Python’s eyes gleamed with amusement. “Amazing. You still haven’t learned humility? I wonder how you will taste. Like rat? Like god? They are similar enough, I suppose.”

He was so wrong. Not about gods tasting like rats…I wouldn’t know. But I had learned plenty of humility. So much humility that now, facing my old nemesis, I was racked with self-doubt. I could not do this. What had I been thinking?

And yet, along with humility, I’d learned something else: getting humiliated is only the beginning, not the end. Sometimes you need a second shot, and a third, and a fourth.

I fired my arrow. This one hit Python in the face, skittering across his left eyelid and making him blink.

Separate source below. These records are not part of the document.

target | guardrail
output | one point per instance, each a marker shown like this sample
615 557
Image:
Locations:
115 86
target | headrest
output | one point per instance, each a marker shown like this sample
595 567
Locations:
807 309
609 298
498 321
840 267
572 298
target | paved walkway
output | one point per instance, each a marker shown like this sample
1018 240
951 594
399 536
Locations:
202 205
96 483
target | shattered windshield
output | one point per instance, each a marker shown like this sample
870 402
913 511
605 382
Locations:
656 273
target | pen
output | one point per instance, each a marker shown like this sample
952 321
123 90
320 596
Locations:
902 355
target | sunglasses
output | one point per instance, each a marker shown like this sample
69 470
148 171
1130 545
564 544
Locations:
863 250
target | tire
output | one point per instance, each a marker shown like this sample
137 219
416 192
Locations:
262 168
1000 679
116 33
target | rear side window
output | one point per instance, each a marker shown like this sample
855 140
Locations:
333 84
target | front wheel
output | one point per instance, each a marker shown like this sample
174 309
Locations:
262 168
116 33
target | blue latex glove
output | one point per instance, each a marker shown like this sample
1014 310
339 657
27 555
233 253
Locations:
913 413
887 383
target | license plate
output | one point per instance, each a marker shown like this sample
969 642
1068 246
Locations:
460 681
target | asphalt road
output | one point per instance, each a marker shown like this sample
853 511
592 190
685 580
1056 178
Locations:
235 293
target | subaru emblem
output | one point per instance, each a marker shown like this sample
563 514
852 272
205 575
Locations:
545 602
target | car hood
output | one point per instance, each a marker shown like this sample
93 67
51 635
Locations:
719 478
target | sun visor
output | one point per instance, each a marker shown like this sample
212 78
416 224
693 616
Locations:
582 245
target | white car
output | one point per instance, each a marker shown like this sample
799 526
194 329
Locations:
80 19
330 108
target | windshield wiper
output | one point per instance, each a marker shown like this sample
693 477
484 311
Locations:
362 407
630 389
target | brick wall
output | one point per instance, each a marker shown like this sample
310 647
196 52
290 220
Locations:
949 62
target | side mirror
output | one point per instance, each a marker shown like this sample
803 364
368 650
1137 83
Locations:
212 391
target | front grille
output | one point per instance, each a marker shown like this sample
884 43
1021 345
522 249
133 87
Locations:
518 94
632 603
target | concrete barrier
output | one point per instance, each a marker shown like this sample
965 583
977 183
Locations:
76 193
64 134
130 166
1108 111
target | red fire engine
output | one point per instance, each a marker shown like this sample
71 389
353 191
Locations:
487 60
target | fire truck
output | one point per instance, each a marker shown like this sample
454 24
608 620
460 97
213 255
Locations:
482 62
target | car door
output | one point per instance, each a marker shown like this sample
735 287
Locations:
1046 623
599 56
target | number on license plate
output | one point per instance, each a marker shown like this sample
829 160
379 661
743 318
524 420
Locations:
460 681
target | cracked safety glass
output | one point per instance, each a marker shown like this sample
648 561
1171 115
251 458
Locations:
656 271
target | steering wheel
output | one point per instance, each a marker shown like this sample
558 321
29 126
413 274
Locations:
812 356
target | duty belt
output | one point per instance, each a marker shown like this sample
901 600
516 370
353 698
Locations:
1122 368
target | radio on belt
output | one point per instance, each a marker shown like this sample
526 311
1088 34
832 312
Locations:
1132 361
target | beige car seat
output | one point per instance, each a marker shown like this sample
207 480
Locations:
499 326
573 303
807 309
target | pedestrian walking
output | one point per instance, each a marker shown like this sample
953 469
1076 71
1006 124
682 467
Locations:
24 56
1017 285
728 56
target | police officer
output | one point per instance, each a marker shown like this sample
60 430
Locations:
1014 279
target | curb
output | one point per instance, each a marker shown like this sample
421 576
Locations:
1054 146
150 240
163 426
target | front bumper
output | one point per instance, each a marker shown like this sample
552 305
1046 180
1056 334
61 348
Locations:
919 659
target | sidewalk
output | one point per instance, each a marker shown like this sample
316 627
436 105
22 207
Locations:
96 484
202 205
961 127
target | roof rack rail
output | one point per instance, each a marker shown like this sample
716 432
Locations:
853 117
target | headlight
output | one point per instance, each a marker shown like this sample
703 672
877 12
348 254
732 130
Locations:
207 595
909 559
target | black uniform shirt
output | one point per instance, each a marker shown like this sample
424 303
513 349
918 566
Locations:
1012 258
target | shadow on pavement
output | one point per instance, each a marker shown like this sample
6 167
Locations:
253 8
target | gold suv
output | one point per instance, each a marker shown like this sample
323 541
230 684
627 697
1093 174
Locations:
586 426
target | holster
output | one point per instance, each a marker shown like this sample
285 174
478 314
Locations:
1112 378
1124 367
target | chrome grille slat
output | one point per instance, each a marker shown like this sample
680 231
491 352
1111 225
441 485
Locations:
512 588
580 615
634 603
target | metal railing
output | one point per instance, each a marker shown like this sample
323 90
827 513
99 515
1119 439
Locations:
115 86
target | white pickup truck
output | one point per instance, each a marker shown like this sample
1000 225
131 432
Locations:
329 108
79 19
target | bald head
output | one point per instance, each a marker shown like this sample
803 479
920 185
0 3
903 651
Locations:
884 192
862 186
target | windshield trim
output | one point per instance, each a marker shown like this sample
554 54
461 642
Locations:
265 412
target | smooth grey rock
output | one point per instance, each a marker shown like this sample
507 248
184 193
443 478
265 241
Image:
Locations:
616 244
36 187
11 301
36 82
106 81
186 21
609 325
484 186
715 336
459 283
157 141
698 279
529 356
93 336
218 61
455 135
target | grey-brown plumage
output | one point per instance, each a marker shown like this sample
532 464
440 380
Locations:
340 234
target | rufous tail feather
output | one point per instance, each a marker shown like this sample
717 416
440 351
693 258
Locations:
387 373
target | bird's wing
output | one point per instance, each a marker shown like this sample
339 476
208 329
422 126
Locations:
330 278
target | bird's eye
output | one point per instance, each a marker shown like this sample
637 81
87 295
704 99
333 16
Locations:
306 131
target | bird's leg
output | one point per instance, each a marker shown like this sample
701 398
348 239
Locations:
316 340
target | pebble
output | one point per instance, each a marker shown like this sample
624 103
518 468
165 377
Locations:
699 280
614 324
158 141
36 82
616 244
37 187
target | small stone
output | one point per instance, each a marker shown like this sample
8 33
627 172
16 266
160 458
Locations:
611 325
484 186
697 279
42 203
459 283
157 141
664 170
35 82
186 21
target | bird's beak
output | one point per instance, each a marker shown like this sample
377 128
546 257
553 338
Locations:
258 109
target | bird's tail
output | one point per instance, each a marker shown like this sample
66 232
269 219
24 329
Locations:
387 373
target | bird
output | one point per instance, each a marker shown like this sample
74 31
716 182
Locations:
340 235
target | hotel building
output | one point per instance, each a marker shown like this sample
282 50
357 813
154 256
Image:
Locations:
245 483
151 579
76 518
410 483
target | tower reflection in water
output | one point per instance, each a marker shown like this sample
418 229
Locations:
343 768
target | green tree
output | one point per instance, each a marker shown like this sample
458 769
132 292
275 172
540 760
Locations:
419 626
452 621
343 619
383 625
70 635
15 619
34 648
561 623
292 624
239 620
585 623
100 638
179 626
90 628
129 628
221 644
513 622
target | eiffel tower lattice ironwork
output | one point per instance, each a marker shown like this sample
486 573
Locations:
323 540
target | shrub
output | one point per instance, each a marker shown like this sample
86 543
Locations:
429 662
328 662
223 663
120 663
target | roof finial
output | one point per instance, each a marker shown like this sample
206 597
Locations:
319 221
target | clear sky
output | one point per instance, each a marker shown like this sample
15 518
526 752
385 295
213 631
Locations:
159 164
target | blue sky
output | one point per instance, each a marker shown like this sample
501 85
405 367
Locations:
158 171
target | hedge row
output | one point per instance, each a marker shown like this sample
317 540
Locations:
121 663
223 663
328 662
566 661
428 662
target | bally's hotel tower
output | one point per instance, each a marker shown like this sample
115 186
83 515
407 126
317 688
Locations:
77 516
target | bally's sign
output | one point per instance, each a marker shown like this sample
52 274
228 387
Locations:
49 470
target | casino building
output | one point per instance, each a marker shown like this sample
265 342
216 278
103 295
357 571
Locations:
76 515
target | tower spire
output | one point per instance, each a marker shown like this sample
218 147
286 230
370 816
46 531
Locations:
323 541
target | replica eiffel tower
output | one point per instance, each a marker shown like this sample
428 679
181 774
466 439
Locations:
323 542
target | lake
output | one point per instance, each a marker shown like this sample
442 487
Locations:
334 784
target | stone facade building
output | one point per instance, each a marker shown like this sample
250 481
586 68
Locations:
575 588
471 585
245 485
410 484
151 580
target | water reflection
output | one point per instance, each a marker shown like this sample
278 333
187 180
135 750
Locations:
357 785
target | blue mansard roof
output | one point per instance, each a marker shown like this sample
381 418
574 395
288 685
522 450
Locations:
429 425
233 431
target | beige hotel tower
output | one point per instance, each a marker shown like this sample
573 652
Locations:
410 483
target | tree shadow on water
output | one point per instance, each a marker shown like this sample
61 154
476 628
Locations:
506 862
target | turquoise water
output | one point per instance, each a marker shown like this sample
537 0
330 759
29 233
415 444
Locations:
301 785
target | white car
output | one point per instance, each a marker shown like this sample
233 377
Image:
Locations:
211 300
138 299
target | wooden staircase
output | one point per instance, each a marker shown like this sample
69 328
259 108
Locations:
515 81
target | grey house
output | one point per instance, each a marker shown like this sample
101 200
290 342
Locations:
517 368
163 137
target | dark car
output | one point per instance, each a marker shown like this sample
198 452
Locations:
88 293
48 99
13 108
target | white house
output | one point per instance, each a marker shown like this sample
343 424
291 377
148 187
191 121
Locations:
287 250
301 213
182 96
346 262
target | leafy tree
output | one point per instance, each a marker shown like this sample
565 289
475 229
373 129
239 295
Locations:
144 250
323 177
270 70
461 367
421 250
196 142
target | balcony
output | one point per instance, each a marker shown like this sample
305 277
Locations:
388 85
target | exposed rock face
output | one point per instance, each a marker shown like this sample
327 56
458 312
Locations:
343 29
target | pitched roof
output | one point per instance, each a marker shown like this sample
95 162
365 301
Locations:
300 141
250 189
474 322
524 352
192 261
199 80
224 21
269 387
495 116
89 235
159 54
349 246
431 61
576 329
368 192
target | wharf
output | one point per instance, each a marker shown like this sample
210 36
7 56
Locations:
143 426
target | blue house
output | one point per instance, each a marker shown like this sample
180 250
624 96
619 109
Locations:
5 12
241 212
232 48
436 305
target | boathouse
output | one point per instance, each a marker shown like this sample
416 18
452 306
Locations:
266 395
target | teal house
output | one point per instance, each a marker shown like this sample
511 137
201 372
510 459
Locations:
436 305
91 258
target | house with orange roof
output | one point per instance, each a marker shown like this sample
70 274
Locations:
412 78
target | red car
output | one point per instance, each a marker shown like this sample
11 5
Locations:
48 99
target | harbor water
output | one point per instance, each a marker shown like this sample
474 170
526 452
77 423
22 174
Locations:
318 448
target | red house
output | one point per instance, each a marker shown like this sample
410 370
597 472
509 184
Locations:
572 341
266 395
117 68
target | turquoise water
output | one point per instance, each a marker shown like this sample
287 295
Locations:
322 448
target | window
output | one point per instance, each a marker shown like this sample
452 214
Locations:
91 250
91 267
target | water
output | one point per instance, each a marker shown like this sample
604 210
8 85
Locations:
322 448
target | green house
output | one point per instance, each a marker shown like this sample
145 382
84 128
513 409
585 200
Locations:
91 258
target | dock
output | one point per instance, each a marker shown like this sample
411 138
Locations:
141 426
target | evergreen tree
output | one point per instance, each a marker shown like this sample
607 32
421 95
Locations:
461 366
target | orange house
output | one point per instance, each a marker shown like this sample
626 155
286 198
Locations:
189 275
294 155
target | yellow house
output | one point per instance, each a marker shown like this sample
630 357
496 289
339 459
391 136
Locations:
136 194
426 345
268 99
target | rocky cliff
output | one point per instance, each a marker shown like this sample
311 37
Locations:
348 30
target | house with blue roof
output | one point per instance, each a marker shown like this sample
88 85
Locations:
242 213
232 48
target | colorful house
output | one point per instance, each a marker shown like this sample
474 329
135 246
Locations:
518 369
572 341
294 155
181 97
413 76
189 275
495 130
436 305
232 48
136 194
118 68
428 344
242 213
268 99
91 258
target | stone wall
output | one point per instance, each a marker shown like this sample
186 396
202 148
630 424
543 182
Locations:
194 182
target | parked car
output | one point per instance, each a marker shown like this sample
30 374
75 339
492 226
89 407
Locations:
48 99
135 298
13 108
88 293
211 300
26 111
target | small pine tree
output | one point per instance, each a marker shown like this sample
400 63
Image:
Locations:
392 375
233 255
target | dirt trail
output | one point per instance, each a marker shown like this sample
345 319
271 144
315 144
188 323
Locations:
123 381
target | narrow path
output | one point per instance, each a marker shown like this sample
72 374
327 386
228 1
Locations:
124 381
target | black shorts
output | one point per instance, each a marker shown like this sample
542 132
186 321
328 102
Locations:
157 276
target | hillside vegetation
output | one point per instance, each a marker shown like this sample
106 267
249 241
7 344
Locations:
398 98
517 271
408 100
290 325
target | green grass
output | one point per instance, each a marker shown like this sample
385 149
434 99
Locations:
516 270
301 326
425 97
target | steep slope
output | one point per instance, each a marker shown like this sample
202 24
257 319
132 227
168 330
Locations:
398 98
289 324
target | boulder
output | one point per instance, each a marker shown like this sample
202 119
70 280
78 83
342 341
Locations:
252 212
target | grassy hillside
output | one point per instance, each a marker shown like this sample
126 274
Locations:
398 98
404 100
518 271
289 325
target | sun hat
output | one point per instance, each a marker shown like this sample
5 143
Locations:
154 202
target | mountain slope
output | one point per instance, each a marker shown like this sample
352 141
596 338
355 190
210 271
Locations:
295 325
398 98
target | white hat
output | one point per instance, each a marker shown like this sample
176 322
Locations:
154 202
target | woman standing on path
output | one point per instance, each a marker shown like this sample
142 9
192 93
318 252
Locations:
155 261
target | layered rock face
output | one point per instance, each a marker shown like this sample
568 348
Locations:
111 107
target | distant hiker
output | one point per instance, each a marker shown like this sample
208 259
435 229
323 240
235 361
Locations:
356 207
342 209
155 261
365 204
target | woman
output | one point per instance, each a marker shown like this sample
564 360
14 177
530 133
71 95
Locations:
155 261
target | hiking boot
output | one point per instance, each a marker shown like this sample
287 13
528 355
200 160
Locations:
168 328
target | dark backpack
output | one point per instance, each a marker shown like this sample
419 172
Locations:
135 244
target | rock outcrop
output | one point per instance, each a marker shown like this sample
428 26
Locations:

He hissed, raising his head until it towered twenty feet above me. “Stop embarrassing yourself, Lester. I control Delphi. I would have been content to rule the world through my puppets, the emperors, but you have helpfully cut out the middlemen. I have digested the power of the Triumvirate! Now I will digest—”

My third shot throat-punched him. It didn’t pierce the skin. That would’ve been too much to hope for. But it hit with sufficient force to make him gag.

I sidestepped around piles of scales and bones. I jumped a narrow fissure so hot it steam-baked my crotch. I nocked another arrow as Python’s form began to change. Rows of tiny leathery wings sprouted from his back. Two massive legs grew from his belly, lifting him up until he resembled a giant Komodo dragon.

“I see,” he grumbled. “Won’t go quietly. That’s fine. We can make this hurt.”

He tilted his head, like a dog listening—an image that made me never want to own a dog. “Ah…Delphi speaks. Would you like to know your future, Lester? It’s very short.”

Green luminescent fumes thickened and swirled around him, filling the air with the acrid scent of rot. I watched, too horrified to move, as Python breathed in the spirit of Delphi, twisting and poisoning its ancient power until he spoke in a booming voice, his words carrying the inescapable weight of destiny: “Apollo will fall—”

“NO!” Rage filled my body. My arms steamed. My hands glowed. I fired my fourth arrow and pierced Python’s hide just above his new right leg.

The monster stumbled, his concentration broken.